So it looks like this will be an annual thing. Every year around this time I will repeat my counter-intuitive statement that newspapers are making a tremendous mistake when they talk about dropping print and going online-only. Here’s last year’s rant.
Why this time of year? Because of what’s been arriving in your mailbox lately. Catalogs. Literally tons of expensive-to-produce, expensive-to-deliver catalogs. The idiots in the mail-order industry haven’t figured out that they could save all that money and put those things online!
But of course they’re not idiots. They spend millions of dollars on printing and delivery and millions on slick websites. Why? Because you, Mr. or Ms. Consumer, don’t have the time or interest to go fire up your “browser” (how much browsing have you done lately?) and buy their stuff.
They know you’ll buy their stuff if you happen to flip through their catalog on the way from the mailbox, see something you can’t live without, and THEN you’ll head to the browser. They know this because they pay attention to customer behavior.
Which is what newspapers don’t do very much: Pay attention. To customer behavior.
If they did, they’d discover that their advertisers care — a lot — about:
- The subscriber who sees their ad at home flipped open on the coffee table.

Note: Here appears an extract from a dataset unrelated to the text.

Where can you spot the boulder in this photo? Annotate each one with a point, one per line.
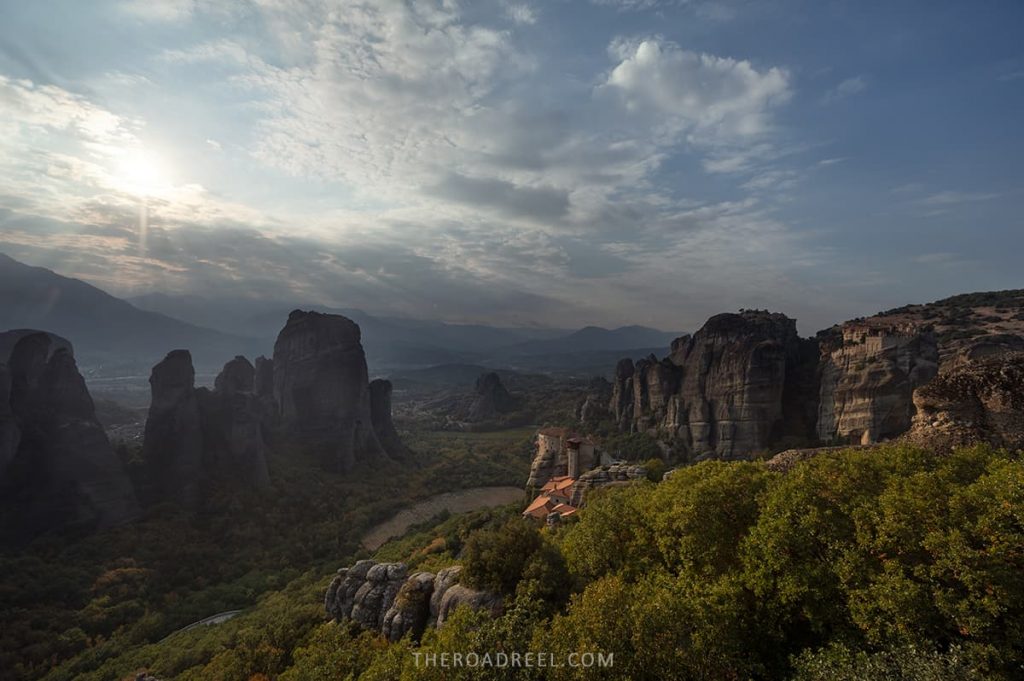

- The passerby who sees their ad on the lunch counter
- The subway rider who sees their ad on the folded-over paper being read by a straphanger.

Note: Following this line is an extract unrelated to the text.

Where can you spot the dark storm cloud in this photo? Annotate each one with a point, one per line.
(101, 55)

- The patient in the waiting room who happens to pick up the paper.
The challenge for the printed newspaper is simple: be compelling enough for some people to want it delivered to their home, and for others to at least make the effort to pick it up and flip through it. This isn’t about a broken business model, it’s about a broken mechanism for understanding customers’ needs.
Advertisers, like catalog companies, will pay a lot of money to get their message in front of your busy eyeballs when you’re probably thinking about something else.
Newspapers, like catalog companies, are in a terrific position to create publications that work great in print, and entirely different products that work great online.
The problem is that for years newspapers treated online like another print product, and now they’re thinking about treating their print product like it’s an unnecessary expense. (Alan Mutter’s Newsosaur blog takes a shot at the economics of that argument. For more comments, see Lost Remote’s take)
Newsrooms must take the lead on this. Newspaper newsrooms haven’t focused nearly enough energy on discovering what local consumers want in a print product, and what local consumers want in an online product.
If newsrooms want journalism to survive, they must accept full responsibility for understanding these needs and being accountable for attracting audiences advertisers want.
If newsrooms can create must-pick-up print products, they’ll be able to maintain and justify the premium pricing that newspaper print ads command. If they can create compelling online products, they’ll attract the breadth and depth and scale of audience that will allow multiple tiers of revenue from low-cost to premium.
But first, they must accept full responsibility for giving people more of what they want and less of what newsrooms think they need.
UPDATE: The Christian Science Monitor announced yesterday it’s dropping print, but that’s a very unusual newspaper. And it has few, if any, of the local advertising dynamics outlined here.